We are working in Old Woman Creek National Estuarine Research Reserve to study how the hydrology and hydrodynamics of the wetland affect the greenhouse gas budgets and sequestration rates. We are particularly interested in elucidating the role that small-scale vegetation patches of different types have on methane transport and microbial methane processes. We provided quantitative evidence of the methane paradox – showing methane production under bulk aerobic conditions in shallow wetland patches. We provided direct measurements of the seasonal dynamics of conductivity to methane flow through plants of different species. We developed an approach to correct for the changing footprint of eddy covariance flux measurements in heterogeneous wetlands (they all are) by combining EC flux and chamber flux measurements with remote sensed vegetation patch map and a footprint model. Our flux observations are available through Ameriflux, and chamber and porewater gas-concentration measurements are available through ESS-DiVE. We also worked in riverine and bog sites.

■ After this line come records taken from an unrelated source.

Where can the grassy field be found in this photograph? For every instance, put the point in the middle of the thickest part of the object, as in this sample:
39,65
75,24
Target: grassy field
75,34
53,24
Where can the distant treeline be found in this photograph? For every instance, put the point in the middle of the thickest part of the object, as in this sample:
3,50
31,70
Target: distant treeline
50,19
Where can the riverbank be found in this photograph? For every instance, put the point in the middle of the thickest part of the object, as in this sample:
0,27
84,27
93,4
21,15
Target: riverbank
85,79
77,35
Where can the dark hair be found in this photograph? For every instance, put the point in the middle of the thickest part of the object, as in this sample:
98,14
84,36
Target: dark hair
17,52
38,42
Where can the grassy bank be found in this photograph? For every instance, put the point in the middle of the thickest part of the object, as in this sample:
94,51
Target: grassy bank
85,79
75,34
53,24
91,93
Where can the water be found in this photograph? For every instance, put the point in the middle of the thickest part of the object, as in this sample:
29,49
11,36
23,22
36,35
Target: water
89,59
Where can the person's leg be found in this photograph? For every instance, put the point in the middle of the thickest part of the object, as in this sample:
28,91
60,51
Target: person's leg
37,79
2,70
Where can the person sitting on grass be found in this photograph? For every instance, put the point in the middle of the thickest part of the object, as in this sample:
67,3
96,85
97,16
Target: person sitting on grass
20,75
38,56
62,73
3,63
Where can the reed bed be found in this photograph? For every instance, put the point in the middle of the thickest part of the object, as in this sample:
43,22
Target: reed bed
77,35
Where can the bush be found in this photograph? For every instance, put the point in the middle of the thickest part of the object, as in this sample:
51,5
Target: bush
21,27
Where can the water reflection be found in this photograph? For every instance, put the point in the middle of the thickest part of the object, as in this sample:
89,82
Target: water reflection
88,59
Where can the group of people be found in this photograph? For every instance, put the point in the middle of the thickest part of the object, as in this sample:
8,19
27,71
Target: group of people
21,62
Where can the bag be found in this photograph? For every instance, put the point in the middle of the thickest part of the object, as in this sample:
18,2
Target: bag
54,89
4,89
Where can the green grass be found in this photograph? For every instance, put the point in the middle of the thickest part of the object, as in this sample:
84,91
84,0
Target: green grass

Hydrodynamic controls of transpiration from trees

We have installed a long-term sap flow and tree water content measurements array in hundreds of trees at the US-UMB and US-UMd flux sites’ footprints. EC, meteorological, soil moisture and tree hydrodynamics data is combined to improve understanding of the controls of stomata conductance. We focus on understanding the inter-species differences in stomata control strategies, response to water stress, and drought recovery. We developed the FETCH hydrodynamic modeling approach, the FETCH2 model and in the process of implementing FETCH formulation in hydrodynamic-vegetation modules in other earth system models.


Vegetation effects on air quality and aerosol transport 

We are working around agricultural facilities (CAFOs) and hydro fracking sites to observe and model dispersion of PM, methane and other scalars. We particularly study the effects of vegetation on downwind dispersion plum concentrations.